As Pete doesn't come around much (read: EVER), I only have photos of Little Girl & Gogo but darn, that's enough! I had a difficult time cutting any out as they're all so cute.












Monday, March 24, 2014

Life Lately

I don't have a whole lot in my life right now. I wait anxiously for the two days a week when I get to work my part-time job. I spend most of my days at home looking for a full-time job (and finding nothing). I've been lucky enough to catch up with old friends lately - I've gone for numerous coffee dates and have spent a lot of time reminiscing about high school and middle school with these old pals who I haven't seen in years. It's made me extremely grateful that I've met so many wonderful people in my short life - and that for whatever reason, they still want to be my friend.
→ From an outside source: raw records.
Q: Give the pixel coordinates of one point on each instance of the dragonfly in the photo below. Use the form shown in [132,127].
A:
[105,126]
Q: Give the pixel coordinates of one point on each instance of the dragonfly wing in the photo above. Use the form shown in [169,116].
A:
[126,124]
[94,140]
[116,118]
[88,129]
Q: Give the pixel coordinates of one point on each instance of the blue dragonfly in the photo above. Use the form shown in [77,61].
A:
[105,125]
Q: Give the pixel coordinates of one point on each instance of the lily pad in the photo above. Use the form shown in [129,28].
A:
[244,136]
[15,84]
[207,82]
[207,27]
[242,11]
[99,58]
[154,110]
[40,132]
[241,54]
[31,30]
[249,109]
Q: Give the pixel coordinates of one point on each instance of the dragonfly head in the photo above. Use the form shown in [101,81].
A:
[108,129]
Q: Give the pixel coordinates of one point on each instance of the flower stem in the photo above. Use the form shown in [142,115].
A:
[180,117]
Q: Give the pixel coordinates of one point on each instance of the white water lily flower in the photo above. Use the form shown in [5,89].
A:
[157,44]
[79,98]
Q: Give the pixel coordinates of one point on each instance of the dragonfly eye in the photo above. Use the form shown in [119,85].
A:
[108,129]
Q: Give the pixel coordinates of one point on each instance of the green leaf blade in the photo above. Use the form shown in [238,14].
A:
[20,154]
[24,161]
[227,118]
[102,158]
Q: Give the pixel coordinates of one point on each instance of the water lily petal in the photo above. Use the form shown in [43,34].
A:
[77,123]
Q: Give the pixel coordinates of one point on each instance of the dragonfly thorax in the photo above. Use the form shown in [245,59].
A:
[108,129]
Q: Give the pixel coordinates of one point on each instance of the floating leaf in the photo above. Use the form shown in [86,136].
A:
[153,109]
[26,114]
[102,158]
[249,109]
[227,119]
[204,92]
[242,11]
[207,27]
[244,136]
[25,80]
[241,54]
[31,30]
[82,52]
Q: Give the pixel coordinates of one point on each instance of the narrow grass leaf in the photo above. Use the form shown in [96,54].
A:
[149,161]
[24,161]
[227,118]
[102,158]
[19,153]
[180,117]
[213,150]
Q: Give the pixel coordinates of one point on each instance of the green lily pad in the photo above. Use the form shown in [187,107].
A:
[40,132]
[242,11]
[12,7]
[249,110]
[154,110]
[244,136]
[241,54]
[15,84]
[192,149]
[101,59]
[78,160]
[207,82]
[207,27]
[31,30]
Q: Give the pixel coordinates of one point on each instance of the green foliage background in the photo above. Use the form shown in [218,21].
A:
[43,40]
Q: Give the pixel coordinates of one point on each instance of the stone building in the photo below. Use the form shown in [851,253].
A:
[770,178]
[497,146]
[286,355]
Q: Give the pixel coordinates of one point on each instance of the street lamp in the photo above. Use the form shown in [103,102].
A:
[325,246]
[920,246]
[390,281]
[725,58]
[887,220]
But let's get straight to what I've mostly been doing lately: wallowing. I continue to have an extremely difficult time understanding why my friend is treating me like they are. I was never taught that it's okay to throw people out - that people are disposable objects that you can just trash whenever they become inconvenient to you. This is not an attitude that I was taught. My parents always encouraged me to sort out issues with people who are giving me trouble, and my mother recently complimented me on how closely I tend to my friendships. I guess for that reason, it's really hurting me that I cannot mend things with this friend - the only friend who I currently have any type of grudge with. I spent the past month trying to preserve some type of happy memory to attach to this person, but in the end I'm only left with extreme hurt. At least I have a cat who understands me. And 7 seasons worth of Gilmore Girls episodes to binge on. I just finished painting a cheap bookcase with cheap paint, and I think it's time to break out the water colours again to paint some of the scapes I've been dreaming up in this dreary winter weather.









Monday, March 3, 2014

Life Lately: Arizona

I spent a few days down in Scottsdale, Arizona visiting my sister and her boyfriend, who moved down there so her boyfriend could play golf professionally. It was nice to escape the Minnesota cold for a few days (when I got back on Thursday, it was a "feels like" temp of -35°F, making it over a 100 degree difference from AZ to MN - yikes!). My sister and I aren't particularly close, but this little trip was full of bonding time over eating burgers at In N Out, watching House Hunters, and meandering Old Town. Scottsdale is a weird little town as it's in the middle of a desert and they pump in a lot of their resources (read: water), making it uncomfortably non-sustainable and with this weird dystopic feeling as if it could just collapse in upon itself at any moment. My photos probably make it seem more beautiful than it really is, though the Desert Botanical Garden was indeed beautiful, the sunsets were tremendous, hiking Echo Trail of Camelback was unlike hiking in Minnesota, and I thoroughly enjoyed looking at all the expensive cars - Teslas, old Chevrolet sport cars, and Jaguars from the '80s. It's not going to become my favourite place anytime soon, but family is there (and my cat niece Willa) and it's a nice little escape from everything happening here in MN. I'll be going back down in the Fall and I'm actually already looking forward to it a bit - though that might just be this endless winter that MN is facing!